I can't believe 2009 is already over. Actually, I can't believe that the first decade of the millennium is over. It seems like just yesterday I was in my early 20s, single, fresh out of university, and wondering where I'd be in 10 years' time. The interesting thing is that I'm exactly where I thought I'd be. I have my incredibly sexy, amazing, kind, respectful husband, and my beautiful boys. I have the two best friends anyone could ask for, a nice home, a job, and a loving extended family. Despite any hardships that have happened over the past decade, life is pretty effing good!

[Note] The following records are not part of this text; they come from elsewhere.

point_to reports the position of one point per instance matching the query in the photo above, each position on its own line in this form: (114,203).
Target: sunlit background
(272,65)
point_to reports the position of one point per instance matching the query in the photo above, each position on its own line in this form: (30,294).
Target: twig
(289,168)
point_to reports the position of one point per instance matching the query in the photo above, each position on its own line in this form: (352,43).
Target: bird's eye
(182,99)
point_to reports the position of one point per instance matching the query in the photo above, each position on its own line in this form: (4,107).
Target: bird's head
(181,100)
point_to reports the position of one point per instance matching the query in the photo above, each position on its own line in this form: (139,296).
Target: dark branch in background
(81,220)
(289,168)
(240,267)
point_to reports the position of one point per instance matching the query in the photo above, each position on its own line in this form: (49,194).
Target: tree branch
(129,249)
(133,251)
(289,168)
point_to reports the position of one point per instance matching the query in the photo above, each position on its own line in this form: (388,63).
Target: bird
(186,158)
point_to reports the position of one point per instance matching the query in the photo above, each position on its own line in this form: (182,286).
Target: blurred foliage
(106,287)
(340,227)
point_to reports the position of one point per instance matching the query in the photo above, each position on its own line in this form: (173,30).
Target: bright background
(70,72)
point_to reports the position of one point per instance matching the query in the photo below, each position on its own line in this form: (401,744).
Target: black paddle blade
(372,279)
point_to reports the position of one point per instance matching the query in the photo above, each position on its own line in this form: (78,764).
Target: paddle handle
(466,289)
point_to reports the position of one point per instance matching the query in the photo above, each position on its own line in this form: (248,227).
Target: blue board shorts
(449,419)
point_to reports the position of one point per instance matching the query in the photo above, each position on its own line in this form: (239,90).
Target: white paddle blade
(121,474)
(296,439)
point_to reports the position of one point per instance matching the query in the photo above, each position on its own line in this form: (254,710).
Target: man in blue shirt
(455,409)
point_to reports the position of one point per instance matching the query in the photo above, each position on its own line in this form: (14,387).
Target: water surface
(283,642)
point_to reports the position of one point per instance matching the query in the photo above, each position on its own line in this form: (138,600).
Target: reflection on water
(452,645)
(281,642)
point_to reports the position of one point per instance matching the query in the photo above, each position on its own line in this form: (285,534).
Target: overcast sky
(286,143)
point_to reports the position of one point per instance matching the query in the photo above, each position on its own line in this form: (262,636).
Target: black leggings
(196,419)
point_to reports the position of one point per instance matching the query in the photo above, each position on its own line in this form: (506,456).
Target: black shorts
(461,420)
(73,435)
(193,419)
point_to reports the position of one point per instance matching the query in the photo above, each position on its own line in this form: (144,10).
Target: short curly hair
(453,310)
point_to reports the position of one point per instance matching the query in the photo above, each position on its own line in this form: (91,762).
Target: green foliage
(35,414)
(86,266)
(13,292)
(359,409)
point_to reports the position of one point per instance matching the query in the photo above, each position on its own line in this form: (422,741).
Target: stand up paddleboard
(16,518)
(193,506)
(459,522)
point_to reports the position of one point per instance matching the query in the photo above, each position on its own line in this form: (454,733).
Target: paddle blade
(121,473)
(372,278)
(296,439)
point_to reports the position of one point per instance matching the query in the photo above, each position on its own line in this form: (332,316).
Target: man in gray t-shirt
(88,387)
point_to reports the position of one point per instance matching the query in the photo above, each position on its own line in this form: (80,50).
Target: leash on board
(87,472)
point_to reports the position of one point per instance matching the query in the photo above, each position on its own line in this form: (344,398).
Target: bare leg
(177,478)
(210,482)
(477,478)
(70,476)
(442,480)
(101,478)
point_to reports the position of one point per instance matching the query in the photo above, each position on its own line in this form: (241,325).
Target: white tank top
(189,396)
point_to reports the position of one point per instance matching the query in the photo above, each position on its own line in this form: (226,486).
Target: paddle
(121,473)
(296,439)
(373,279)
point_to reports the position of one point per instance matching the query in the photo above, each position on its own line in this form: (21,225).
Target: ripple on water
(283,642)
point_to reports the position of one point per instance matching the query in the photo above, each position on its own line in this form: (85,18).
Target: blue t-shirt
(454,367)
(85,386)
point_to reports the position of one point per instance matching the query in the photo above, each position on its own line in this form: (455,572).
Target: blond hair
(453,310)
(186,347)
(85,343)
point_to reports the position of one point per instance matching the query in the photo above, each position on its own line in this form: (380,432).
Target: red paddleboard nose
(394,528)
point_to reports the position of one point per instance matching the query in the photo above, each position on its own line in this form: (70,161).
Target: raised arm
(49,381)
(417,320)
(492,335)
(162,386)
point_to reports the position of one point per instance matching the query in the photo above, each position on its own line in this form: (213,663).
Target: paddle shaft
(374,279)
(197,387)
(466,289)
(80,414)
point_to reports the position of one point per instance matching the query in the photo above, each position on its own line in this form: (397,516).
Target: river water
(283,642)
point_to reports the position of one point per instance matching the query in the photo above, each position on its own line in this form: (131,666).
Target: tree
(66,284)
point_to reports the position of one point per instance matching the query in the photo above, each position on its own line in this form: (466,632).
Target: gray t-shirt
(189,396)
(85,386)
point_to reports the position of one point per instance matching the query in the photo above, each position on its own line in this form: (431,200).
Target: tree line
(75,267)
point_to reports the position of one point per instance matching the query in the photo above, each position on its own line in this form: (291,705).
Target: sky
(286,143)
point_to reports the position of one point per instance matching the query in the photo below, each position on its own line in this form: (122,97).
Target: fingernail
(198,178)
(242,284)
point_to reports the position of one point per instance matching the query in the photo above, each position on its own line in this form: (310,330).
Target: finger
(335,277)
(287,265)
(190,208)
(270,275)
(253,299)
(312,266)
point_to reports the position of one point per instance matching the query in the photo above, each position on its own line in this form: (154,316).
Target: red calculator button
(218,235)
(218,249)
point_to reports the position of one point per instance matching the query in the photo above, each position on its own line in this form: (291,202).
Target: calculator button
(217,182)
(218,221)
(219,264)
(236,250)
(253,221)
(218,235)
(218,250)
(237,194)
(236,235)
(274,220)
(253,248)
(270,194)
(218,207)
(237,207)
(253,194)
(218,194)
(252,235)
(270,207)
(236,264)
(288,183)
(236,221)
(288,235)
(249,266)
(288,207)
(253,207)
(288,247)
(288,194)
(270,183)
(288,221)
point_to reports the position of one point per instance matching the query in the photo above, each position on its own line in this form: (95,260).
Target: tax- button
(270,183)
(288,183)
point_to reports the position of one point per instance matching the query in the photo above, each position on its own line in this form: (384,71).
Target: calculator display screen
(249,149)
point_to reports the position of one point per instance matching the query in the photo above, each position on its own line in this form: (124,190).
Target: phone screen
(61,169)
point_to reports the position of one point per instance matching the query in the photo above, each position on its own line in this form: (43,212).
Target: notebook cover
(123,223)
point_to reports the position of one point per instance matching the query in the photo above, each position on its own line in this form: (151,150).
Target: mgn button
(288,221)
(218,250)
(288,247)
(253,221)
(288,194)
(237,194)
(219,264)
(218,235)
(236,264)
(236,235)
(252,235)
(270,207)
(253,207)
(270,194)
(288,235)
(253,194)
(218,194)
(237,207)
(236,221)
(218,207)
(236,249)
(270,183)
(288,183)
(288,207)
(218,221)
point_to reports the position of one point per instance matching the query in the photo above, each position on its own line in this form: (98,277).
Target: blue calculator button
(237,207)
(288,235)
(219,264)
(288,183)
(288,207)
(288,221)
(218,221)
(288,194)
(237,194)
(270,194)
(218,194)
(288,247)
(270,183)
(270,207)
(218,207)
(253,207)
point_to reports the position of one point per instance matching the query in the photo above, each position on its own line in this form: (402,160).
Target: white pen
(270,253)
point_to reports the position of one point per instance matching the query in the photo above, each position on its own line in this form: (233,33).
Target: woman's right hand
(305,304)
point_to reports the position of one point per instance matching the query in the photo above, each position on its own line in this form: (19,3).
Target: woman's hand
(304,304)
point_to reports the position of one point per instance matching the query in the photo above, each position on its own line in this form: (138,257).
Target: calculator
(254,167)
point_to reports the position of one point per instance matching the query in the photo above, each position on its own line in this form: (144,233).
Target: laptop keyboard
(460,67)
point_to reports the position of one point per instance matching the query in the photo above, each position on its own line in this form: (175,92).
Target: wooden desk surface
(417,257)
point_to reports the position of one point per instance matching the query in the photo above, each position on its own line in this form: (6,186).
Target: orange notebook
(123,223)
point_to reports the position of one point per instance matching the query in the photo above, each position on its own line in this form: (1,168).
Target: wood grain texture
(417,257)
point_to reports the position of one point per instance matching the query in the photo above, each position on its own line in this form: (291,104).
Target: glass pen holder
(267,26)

The arrival of BB2 was by far THE moment of 2009 for us. I was so worried that I would be causing BB1's world to collapse...I mean, he was the center of our universe, the focus of all our love and attention...but as one of my best friends said, "You're not taking anything away from him. In fact, you're giving him the best gift ever; a best friend for life." So true. The two boys are completely aware and in awe of one another. One is always searching for the other, either in sight, or verbally. My hope remains that they are best friends. With BB2's arrival came a huge shift in our family. Just when I was into a secure routine with BB1, it all got shot to shit on August 23, 2009. Anyone out there with 2+ kids knows what I'm talking about. Just as one was falling asleep, the other would wake. I have two kids in diapers, and an endless dirty laundry hamper. Some days I have woken up and literally not known how to get the day started and would just sit with my babies and wonder how to get moving. Apparently my reactions have been quite normal. I can see that now that I'm on the other side of the 3-month hump. I have learned to embrace the chaos, and have learned the most valuable parenting lesson ever: First and foremost, kids need your love...always. Kids don't care if the dishwasher is empty. The fact that your bed is or isn't made every morning won't get them into an Ivy-League school. Their future happiness does not hinge on whether or not their Lego blocks are cleaned up and organized every night after they've gone to sleep.
Our NYE was, again, perfect. Lobster, steak, wine, peanut M&Ms, movies, and most importantly, each other. I thank my lucky stars that I am so blessed to be part of this incredible family unit. I could not have wished myself anything better.
Finally, my resolutions for 2010...pretty simple. I will work on being a better listener.
In closing, I wish you the best year that you've ever had.